Imaginez. Il est 7h, comme tous les lundis matins vous vous rendez au travail. Pas un bouchon sur la route. Une utopie ? Probablement plus grâce à la ville intelligente !


Définition de smart city

La ville intelligente ou “smart city” est une ville qui se base sur les nouvelles technologies de communication pour une meilleure gestion des services urbains. Un réseau de capteurs disposés sur le mobilier urbain la rend connectée et permet de collecter des données pour les analyser et automatiser leur optimisation.

La technologie est un moyen, le service est un but.
Carlos Moreno conseiller scientifique à Cofely Ineo


C’est le cas de la ville de Nantes, qui expérimente la smart city à l’échelle d’une rue équipée de capteurs. Ils permettent de mesurer le taux d’humidité dans les sols pour optimiser l’arrosage public, la lumière des lampadaires pour des économies d’énergies, les oscillations routières pour fluidifier la circulation… L’objectif est de faciliter la vie des citoyens.


Histoire de la ville intelligente

C’est en 1948 que Norbert Wiener initie le concept de la ville intelligente avec la cybernétique. Cette science conçoit la ville comme un système interactif à étudier pour mieux l’administrer. En 2004, IBM énonce pour la première fois “smart city”. Quatre ans plus tard, elle lance son initiative “smarter city”pour rivaliser avec Cisco, appuyé par le président américain Clinton, dans la course à “l’intelligence urbaine”.


Urbanisme et enjeux de la smart city

70 % de la population mondiale habitera en ville en 2050.
World urbanization Prospect, ESA


Face à la concentration des habitants en mégalopole, il faut repenser le territoire. Des défis apparaissent et s’accentuent aujourd’hui :

  • une urbanisation croissante (circulation notamment)
  • un défi écologique (pollution et gestion des énergies)
  • un défi de transition numérique

Un fort enjeu financier pèsera aussi sur les organismes publics : comment répartir les investissements publics ? D’autant que le marché de la smart city atteindra 1,4 trillions de dollars d’ici à 2020 d’après Grand View Research.


Décloisonner le big data

La ville, autrefois modelée par une minorité, sollicite désormais l’avis des citoyens. Ils peuvent partager leurs données depuis des sources variées comme des objets connectés pour générer du big data.

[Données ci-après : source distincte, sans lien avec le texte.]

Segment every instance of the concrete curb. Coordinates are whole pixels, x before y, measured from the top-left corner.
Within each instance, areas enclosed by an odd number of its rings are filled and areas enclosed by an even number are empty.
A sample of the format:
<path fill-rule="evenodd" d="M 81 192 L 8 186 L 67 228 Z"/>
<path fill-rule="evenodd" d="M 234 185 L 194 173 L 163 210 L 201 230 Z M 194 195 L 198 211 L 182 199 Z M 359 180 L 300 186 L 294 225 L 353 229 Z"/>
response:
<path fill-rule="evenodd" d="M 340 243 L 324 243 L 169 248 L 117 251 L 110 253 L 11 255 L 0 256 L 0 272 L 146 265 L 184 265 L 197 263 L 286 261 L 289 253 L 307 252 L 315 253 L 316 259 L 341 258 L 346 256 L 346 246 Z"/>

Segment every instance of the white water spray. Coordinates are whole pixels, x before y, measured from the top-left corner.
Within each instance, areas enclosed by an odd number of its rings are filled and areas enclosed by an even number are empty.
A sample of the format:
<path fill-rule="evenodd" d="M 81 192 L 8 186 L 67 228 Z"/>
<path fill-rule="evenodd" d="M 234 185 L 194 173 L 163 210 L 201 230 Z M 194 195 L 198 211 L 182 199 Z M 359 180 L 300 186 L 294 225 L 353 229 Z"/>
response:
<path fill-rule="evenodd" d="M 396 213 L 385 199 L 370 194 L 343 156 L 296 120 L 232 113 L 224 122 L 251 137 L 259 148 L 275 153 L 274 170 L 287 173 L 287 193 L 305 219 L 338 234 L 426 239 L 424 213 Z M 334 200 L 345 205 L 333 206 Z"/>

Une aubaine pour les responsables municipaux qui disposent d’un échantillon large et représentatif des usages et peuvent interpréter les données pour optimiser la ville. Les usagers de leur côté ont tout intérêt à fournir des données fiables puisqu’ils pourront eux aussi utiliser cet open data. C’est ainsi que le GPS collaboratif Waze a vu le jour et propose depuis 2014 le programme Connected Citizens aux collectivités.

Le secteur immobilier aura aussi un rôle d’influenceur. Pour l’architecte Christian de Portzamparc, il s’agit de mettre fin au zonage (division du territoire) pour mettre en relation et mieux informer les individus.


L’info à retenir

La smart city ou ville intelligente permet d’optimiser les services urbains grâce à un réseau de capteurs qui produit des données opérationnelles. Sa mise en place implique trois grandes actions majeures :

  • collecter des données en temps réel, voire en tirer des analyses prédictives,
  • contribuer en tant que citoyen au partage de ses données,
  • désiloter les services publics pour mettre en relation des données de sources différentes.